Let us continue with our regression problem from the quadratic programming tutorial

## Robust regression

The problem boiled down to solving the problem minimize $$\left\lVert y - A\hat{x}\right\rVert$$ for some suitable norm. Let us select the 2-norm, but this time solve the extension where we minimize the worst-case cost, under the assumption that the matrix $$A$$ is uncertain, $$A=A+d$$, where $$\left\lVert d\right\rVert_2 \leq 1$$ . This can be shown to be equivalent to minimizing $$\left\lVert y - A\hat{x} \right\rVert_2$$ + $$\left\lVert y - A\hat{x} \right\rVert_2$$.

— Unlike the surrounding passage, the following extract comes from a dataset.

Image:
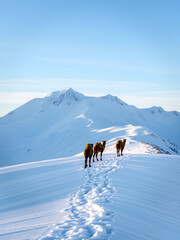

This problem can easily be solved using YALMIP. Begin by defining the data where we not only have noise in the measurements $$y$$ but also a corrpution in the regressors

x = [1 2 3 4 5 6]';
t = (0:0.02:2*pi)';
Atrue = [sin(t) sin(2*t) sin(3*t) sin(4*t) sin(5*t) sin(6*t)];
ytrue = Atrue*x;
A = Atrue;
A(100:210,:)=.1;
y = ytrue+randn(length(ytrue),1);


As a first approach, we will do the modelling by hand, by adding second-order cones using the low-level command cone.

xhat = sdpvar(6,1);
sdpvar u v

F = [cone(y-A*xhat,u), cone(xhat,v)];
optimize(F,u + v);


By using the automatic modelling support in the nonlinear operator framework, we can alternatively write it in the following epigraph form

xhat = sdpvar(6,1);
sdpvar u v

F = [norm(y-A*xhat,2) <= u, norm(xhat,2) <= v];
optimize(F,u + v);


Of course, we can write it in the most natural form (and YALMIP will automatically perform the epigraph reformulation and represent the model using second-order cone operators)

optimize([],norm(y-A*xhat,2) + norm(xhat,2));


YALMIP will automatically model this as a second-order cone problem, and solve it as such if a second-order cone programming solver is installed. If no second-order cone programming solver is found, YALMIP will convert the model to a semidefinite program and solve it using any installed semidefinite programming solver.

### Evaluation

Let us plot the solution, and then see what standard least-squares would have obtained. Note that this is the performance on the real regressor. Our regularization has protected us from over-fitting too much to the corrupt data.

clf
plot(t,y,'+b');
hold on
plot(t,Atrue*value(xhat),'r');
grid on

optimize([],norm(y-A*xhat,2));
plot(t,Atrue*value(xhat),'k'); Interestingly, the result on the given corrupt training data is essentially the same.

clf
plot(t,y,'+b');
hold on
optimize([],norm(y-A*xhat,2) + norm(xhat,2));
plot(t,A*value(xhat),'r');
grid on

optimize([],norm(y-A*xhat,2));
plot(t,A*value(xhat),'k');